Importantly, regulators have rejected arguments that responsibility can be outsourced to AI vendors. Businesses remain accountable for AI generated outputs used in their products and services. In March 2026, the CMA published guidance on compliance with consumer law when using AI agents, which reaffirms that businesses remain fully accountable for their AI agents' actions and outputs under the DMCCA. Fines of up to 10% of their global turnover may be imposed for infringing the consumer protection regime.
 

What businesses should be doing now

AI competition risks are not being addressed in isolation. Authorities are collaborating internationally to intervene earlier than they have done previously in digital markets. Businesses that develop or deploy AI should take a proactive approach, including:

  • updating competition compliance policies to expressly cover AI risks;
  • implementing controls over pricing algorithms, data inputs and AI suppliers;
  • monitoring whether algorithm feeding data includes market sensitive information;
  • conducting regular audits and preserving audit trails;
  • assessing merger control risk early when entering AI partnerships; and
  • monitoring regulatory developments closely.

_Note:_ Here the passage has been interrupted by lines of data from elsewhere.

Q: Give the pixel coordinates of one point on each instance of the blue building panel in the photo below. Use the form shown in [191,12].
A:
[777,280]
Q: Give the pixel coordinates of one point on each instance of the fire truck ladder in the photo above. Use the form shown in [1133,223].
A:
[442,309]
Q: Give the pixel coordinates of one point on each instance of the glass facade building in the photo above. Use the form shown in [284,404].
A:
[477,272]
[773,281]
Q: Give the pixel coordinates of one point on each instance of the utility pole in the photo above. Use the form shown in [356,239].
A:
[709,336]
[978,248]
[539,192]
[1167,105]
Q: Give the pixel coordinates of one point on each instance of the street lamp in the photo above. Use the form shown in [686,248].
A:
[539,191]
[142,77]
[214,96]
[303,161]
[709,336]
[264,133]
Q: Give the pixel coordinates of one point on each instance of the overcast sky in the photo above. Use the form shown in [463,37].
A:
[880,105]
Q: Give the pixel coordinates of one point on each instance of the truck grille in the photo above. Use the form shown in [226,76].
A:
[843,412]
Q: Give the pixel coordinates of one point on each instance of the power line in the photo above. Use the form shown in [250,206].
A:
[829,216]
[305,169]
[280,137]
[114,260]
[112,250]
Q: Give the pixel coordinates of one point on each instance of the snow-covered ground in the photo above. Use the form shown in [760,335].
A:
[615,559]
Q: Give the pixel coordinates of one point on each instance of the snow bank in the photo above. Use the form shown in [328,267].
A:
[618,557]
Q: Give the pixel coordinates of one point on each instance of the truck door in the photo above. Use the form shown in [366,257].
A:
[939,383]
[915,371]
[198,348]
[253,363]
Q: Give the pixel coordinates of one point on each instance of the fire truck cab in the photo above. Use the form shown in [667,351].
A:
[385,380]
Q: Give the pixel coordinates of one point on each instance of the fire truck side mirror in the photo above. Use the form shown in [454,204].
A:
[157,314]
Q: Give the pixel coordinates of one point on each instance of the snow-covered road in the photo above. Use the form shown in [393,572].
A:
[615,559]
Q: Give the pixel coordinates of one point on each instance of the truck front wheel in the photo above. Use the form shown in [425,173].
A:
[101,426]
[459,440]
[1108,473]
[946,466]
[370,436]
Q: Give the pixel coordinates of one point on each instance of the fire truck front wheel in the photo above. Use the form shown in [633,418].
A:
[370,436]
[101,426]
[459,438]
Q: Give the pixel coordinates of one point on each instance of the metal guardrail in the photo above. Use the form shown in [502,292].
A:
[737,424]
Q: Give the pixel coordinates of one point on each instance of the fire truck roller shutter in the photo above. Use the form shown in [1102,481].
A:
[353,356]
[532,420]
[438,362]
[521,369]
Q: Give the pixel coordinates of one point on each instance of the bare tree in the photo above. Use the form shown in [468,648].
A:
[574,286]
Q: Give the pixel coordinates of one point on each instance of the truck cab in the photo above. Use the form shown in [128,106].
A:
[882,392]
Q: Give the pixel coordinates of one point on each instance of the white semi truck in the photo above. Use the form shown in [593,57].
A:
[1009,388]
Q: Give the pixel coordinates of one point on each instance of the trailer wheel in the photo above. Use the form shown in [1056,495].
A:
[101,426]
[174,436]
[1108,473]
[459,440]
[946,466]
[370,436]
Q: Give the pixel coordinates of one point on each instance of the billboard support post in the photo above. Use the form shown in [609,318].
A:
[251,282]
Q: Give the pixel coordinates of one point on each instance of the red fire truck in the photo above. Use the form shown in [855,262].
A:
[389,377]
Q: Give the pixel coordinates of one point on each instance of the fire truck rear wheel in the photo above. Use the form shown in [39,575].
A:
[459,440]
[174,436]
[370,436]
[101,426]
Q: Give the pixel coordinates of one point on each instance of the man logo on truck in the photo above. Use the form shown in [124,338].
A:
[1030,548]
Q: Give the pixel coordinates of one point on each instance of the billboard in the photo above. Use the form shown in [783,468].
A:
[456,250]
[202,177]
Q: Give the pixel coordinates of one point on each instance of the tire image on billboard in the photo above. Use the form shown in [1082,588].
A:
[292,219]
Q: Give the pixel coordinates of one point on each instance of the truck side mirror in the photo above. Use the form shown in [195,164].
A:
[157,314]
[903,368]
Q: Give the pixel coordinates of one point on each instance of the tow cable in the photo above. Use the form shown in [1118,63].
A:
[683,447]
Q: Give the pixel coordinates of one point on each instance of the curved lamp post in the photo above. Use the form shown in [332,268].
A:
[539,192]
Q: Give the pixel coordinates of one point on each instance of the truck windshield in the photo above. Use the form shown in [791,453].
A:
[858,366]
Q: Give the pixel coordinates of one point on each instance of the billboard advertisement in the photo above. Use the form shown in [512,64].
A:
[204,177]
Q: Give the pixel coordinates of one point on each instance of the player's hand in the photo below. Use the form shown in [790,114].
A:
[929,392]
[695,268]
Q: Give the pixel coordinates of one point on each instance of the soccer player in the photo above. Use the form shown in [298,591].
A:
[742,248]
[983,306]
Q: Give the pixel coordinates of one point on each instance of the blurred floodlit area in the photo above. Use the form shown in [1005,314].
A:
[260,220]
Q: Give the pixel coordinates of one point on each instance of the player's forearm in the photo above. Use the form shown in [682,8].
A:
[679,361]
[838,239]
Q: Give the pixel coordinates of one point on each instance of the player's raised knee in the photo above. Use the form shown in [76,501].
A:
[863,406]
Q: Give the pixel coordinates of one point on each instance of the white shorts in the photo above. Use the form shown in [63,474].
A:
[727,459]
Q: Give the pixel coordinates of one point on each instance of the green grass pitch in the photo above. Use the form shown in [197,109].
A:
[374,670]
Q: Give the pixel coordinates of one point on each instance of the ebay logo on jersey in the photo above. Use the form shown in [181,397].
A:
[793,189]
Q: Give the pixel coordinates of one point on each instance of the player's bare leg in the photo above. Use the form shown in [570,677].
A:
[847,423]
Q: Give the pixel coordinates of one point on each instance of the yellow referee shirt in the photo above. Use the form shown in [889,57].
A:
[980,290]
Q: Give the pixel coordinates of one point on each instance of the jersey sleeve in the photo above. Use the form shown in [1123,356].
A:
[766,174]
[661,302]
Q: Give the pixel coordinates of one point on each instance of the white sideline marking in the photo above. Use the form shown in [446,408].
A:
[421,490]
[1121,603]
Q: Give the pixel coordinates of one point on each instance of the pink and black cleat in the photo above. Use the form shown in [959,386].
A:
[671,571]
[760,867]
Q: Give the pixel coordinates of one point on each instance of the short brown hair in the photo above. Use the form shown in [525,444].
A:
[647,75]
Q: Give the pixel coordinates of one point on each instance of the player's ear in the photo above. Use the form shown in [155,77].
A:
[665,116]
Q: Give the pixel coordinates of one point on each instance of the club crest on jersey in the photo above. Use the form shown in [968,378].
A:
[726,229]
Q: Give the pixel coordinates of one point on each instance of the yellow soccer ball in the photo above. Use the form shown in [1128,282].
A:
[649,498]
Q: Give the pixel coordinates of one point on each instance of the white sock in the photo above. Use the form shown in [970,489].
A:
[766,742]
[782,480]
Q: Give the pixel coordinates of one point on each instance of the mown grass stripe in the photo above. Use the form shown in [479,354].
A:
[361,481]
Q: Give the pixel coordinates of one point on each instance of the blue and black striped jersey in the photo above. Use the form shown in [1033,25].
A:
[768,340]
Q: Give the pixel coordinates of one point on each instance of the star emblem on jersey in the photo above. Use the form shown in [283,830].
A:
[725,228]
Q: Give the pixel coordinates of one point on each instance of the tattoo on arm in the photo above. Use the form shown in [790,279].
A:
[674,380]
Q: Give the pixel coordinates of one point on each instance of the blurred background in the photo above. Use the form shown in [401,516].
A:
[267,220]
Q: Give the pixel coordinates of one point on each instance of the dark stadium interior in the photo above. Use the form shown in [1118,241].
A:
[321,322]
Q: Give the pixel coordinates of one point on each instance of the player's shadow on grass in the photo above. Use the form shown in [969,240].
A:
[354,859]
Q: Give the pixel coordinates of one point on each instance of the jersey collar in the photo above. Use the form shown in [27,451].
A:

Competition law can also be used strategically. Where rivals deploy AI in an anti competitive way, businesses may raise concerns directly, complain to regulators, or pursue damages or injunctive relief.
 

Conclusion

AI offers extraordinary opportunities, but it also significantly raises the stakes from a competition and regulatory perspective. Regulators are determined to intervene early, often using familiar legal tools in novel ways.

Businesses that invest now in robust governance, transparency and compliance will be best placed to harness AI’s benefits while managing legal risk—and may gain a decisive advantage over less prepared competitors.